Making it back to live with God and Jesus is not impossible to do. But it doesn't just happen. I promise you that on Judgement Day, we will all not be rewarded with Celestial Glory as a "participation trophy" and God is not going to let us all in to the highest kingdom because He "doesn't want to hurt our feelings." He is God. He has laws and commandments that must be kept. He requires us to be worthy to enter His presence. He demands that we are clean. He's realistic. He knows we're not perfect and that we'll mess up and that is why He blessed the world with the gift of His Son all those many years ago on Christmas Eve, so that we could have a way to be redeemed, a way to repent, a way to be forgiven.
If we don't want to get a big, sad, sorry surprise on Judgement Day because the cinnamon rolls aren't being passed out to everyone, then we'd better start learning some hard lessons now. We won't be able to abide a celestial law for eternity if we can't abide one now for a few hours. How can we be expected to even be comfortable in that setting if we're uncomfortable keeping the commandments now? William knew that the little green elf wasn't trying that hard and why? Because his parents are teaching him that he needs to work for and earn what he wants in life and that it is possible to set and achieve goals. And it's good to be smart. It's a righteous desire to want to be intelligent.
While we're at it, let me make one more suggestion. We should really get rid of the term "over-achiever." It demonizes achievement. When was achieving anything a bad thing? If you set a goal, work hard, and make your dream come true, how is that over achieving? It's ACHIEVING. I think the term came from jealous people who never achieve anything at all.
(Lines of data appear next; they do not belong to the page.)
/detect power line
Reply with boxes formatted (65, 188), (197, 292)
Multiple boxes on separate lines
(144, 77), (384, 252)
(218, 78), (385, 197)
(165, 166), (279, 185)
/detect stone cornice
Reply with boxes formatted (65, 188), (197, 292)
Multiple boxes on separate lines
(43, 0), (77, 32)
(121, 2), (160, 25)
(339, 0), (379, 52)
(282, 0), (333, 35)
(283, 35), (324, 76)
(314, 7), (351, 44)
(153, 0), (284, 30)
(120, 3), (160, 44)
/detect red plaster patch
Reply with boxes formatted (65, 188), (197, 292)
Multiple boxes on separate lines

They had to find a way to make themselves feel better about all of their participation trophies so they came up with a way to shed a negative light on the hard work and sacrifice some people make to work hard to achieve great things and make their dreams come true. Let's remember that God is not a mediocre god. He is a god of excellence. He glories in intelligence, excellence, and achievement. It's the way the Gospel is set up. To reward those who trust Him, His Son, and His Plan, and work really hard to follow Him. It is possible. Christ showed how it is to be done. God doesn't play tricks. If He says we can do something, we ought to believe Him. The cinnamon rolls taste a whole lot better when they're earned.